Bernstein analyst Toni Sacconaghi noted on the earnings call that the midpoint of the company’s full-year revenue guidance range has decreased from $97 billion to $96.1 billion since last quarter. The company said it will provide investors with its formal outlook for fiscal 2026 early next year.
Despite Wednesday’s decline, Dell stock is still up more than 65% this year.
Asked about the downward revision to Dell’s guidance during the conference call, Clark primarily cited a slower-than-expected recovery in the PC market, but also a trend of customers shifting toward the latest AI chips. pointed out. Clarke said Dell consumers are considering using Nvidia’s (NVDA) latest Blackwell AI chips in Dell’s servers, but those chips are facing some delays. Last week, Nvidia said “production is progressing at full speed” on these chips.

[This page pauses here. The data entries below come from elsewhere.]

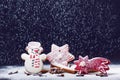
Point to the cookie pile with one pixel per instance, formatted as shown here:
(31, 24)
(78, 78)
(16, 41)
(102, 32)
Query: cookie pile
(59, 59)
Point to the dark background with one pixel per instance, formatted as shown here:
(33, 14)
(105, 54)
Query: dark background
(90, 27)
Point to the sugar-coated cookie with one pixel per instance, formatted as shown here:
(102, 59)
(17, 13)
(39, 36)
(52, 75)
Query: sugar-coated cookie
(33, 60)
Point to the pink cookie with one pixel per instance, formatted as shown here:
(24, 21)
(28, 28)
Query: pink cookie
(60, 55)
(85, 65)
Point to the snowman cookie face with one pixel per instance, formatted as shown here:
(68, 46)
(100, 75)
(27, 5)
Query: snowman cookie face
(33, 61)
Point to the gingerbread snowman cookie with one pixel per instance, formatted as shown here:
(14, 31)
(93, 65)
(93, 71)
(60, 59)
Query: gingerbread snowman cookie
(60, 57)
(33, 60)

“In the third quarter, orders shifted to our Blackwell designs and shifted pretty quickly,” Clark said, adding that orders for Blackwell-designed servers made up a “significant portion” of the backlog. He pointed out that there was.
Traditionally a PC company, Dell’s expansion into IT products in the 2010s paid off amid the AI boom.
The company’s servers, powered by Nvidia AI chips, are used as critical hardware to run generative artificial intelligence software by companies such as Elon Musk’s xAI and $23 billion cloud provider CoreWeave. has been.
TD Cowen analyst Krish Sankar said Dell’s decline in AI server revenue in the most recent quarter was “largely due to the well-understood Blackwell push.”
Sankar added that Dell’s growing backlog and orders for AI servers worth an estimated $8 billion in the third quarter “better represent actual demand,” adding that Dell’s AI pipeline is “currently at $20 billion worth of orders.” “It’s slightly below that.”